It can be from not specifying the full primary key including clustering columns or it can be across multiple partitions. There are two scenarios. That’s why I created https://issues.apache.org/jira/browse/CASSANDRA-15803 and why I think it’s relevant for this. 

On Apr 14, 2023, at 9:37 AM, Lorina Poland <lor...@datastax.com> wrote:


Wow, you know, J.D., I've never actually heard ALLOW FILTERING described as you did. Generally, the discussion is always in terms of multiple partitions, probably because that is the situation in which the memory is exceeded. Thanks for that definition. 

Regardless of how this discussion goes, I'll make a ticket to change that doc.

Lorina

On Thu, Apr 13, 2023 at 4:17 AM J. D. Jordan <jeremiah.jor...@gmail.com> wrote:
The documentation is wrong. ALLOW FILTERING has always meant that “rows will need to be materialized in memory and accepted or rejected by a column filter” aka the full primary key was not specified and some other column was specified.  It has never been about multiple partitions.
Basically “will the server need to read from disk more data (possibly a lot more) than will be returned to the client”.
Should we change how that works? Maybe. But let move such discussions to a new thread and keep this one about the CEP proposal.

On Apr 13, 2023, at 6:00 AM, Andrés de la Peña <adelap...@apache.org> wrote:


Indeed requiring AF for "select * from ks.tb where p1 = 1 and c1 = 2 and col2 = 1", where p1 and c1 are all the columns in the primary key, sounds like a bug. 

I think the criterion in the code is that we require AF if there is any column restriction that cannot be processed by the primary key or a secondary index. The error message indeed seems to reject any kind of filtering, independently of primary key filters. We can see this even without defined clustering keys:

CREATE TABLE t (k int PRIMARY KEY, v int);
SELECT * FROM  t WHERE  k = 1 AND v = 1; # requires AF

That clashes with documentation, where it's said that AF is required for filters that require scanning all partitions. If we were to adapt the code to the behaviour described in documentation we shouldn't require AF if there are restrictions specifying a partition key. Or possibly a group of partition keys, if a IN restriction is used. So both within row and within partition filtering wouldn't require AF.

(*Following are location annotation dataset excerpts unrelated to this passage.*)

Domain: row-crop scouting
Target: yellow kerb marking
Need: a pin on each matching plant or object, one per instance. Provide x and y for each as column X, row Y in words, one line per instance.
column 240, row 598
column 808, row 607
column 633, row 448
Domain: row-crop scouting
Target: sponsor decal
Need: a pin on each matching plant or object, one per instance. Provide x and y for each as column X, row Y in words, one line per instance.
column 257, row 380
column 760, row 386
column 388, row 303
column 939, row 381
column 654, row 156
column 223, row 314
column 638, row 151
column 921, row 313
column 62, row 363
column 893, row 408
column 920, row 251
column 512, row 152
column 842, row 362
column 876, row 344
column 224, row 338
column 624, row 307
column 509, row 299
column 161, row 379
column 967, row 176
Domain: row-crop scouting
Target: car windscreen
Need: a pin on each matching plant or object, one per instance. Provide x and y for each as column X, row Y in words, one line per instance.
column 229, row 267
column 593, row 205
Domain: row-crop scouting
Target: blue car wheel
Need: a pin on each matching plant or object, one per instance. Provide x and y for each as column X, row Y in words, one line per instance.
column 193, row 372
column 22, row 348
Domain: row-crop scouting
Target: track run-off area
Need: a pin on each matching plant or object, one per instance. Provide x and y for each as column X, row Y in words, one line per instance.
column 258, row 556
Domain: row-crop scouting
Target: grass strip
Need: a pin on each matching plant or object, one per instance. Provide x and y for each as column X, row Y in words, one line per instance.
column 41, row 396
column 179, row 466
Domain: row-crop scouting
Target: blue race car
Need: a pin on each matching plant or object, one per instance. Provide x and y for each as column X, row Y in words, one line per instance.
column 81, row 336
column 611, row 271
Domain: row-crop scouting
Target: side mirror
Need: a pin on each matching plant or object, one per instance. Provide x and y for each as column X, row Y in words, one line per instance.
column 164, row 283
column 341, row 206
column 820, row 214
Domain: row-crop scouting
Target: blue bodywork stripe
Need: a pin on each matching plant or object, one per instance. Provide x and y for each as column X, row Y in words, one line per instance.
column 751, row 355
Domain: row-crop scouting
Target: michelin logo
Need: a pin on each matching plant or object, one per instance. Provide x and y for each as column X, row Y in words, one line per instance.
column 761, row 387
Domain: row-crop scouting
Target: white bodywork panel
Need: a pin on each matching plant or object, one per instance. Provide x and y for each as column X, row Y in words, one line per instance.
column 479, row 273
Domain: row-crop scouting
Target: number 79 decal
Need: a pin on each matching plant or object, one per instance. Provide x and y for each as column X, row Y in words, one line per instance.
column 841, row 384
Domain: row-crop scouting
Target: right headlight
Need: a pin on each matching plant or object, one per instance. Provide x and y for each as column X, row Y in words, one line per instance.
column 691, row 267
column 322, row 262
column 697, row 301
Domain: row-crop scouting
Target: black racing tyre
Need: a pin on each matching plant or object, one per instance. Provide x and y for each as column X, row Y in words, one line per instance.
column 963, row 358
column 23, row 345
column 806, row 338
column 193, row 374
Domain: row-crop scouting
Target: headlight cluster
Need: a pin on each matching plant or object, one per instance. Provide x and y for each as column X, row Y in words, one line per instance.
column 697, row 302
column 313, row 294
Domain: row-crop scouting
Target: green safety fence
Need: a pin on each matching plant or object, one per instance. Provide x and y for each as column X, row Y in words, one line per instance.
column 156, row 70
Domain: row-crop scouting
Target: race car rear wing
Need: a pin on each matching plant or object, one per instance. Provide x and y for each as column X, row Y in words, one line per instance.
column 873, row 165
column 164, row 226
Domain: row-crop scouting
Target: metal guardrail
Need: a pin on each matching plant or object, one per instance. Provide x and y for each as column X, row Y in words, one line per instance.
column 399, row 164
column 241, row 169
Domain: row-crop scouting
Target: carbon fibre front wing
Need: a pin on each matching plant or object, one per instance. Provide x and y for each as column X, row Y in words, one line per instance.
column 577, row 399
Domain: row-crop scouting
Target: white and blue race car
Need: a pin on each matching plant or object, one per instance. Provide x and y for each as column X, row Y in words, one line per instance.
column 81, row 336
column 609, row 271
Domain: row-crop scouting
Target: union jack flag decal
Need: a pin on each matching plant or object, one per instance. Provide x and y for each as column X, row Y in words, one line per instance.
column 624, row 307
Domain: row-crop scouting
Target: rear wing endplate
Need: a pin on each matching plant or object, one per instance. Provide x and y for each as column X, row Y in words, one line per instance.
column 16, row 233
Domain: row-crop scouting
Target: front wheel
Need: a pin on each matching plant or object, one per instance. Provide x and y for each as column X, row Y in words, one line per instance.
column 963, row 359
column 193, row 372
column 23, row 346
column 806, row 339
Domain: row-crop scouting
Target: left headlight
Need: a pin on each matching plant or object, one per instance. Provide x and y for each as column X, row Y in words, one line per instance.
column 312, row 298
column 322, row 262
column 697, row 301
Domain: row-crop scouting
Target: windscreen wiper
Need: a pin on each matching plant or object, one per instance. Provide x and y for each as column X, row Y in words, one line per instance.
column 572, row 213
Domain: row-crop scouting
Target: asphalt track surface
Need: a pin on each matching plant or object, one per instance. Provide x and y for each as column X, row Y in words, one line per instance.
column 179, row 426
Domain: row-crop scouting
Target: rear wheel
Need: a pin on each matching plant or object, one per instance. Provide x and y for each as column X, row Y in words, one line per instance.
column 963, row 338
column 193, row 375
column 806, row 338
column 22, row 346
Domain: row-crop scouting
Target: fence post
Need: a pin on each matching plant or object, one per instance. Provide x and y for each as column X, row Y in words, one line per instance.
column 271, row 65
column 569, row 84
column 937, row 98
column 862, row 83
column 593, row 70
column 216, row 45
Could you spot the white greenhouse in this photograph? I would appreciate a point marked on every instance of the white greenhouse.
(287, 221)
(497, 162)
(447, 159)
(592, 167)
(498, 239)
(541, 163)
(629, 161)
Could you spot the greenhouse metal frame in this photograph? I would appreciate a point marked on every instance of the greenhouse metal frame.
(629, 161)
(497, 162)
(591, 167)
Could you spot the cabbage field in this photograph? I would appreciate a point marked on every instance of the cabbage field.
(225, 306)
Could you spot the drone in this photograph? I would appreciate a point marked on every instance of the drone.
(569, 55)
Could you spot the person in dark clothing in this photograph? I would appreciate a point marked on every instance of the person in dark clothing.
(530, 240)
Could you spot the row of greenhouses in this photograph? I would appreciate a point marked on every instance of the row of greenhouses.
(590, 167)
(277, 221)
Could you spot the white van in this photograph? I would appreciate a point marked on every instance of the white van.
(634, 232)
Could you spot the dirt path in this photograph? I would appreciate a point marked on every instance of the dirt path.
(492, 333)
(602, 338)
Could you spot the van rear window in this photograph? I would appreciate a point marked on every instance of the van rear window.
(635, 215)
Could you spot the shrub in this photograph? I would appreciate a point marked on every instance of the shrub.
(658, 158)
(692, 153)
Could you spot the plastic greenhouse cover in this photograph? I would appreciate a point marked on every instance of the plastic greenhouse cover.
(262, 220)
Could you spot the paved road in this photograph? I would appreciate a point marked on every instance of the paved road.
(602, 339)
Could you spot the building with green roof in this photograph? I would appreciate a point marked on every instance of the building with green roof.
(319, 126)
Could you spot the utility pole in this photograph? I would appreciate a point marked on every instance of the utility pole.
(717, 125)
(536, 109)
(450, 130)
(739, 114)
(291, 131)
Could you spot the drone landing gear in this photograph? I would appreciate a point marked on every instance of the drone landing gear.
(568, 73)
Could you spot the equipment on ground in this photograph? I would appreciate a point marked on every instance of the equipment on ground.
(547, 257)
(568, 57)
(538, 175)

Regarding adding a new ALLOW FILTERING WITHIN PARTITION, I think we could just add a guardrail to directly disallow those queries, without needing to add the WITHIN PARTITION clause to the CQL grammar.

On Thu, 13 Apr 2023 at 11:11, Henrik Ingo <henrik.i...@datastax.com> wrote:


On Thu, Apr 13, 2023 at 10:20 AM Miklosovic, Stefan <stefan.mikloso...@netapp.com> wrote:
Somebody correct me if I am wrong but "partition key" itself is not enough (primary keys = partition keys + clustering columns). It will require ALLOW FILTERING when clustering columns are not specified either.

create table ks.tb (p1 int, c1 int, col1 int, col2 int, primary key (p1, c1));
select * from ks.tb where p1 = 1 and col1 = 2;     // this will require allow filtering

The documentation seems to omit this fact.

It does seem so.

That said, personally I was assuming, and would still argue it's the optimal choice, that the documentation was right and reality is wrong.

If there is a partition key, then the query can avoid scanning the entire table, across all nodes, potentially petabytes.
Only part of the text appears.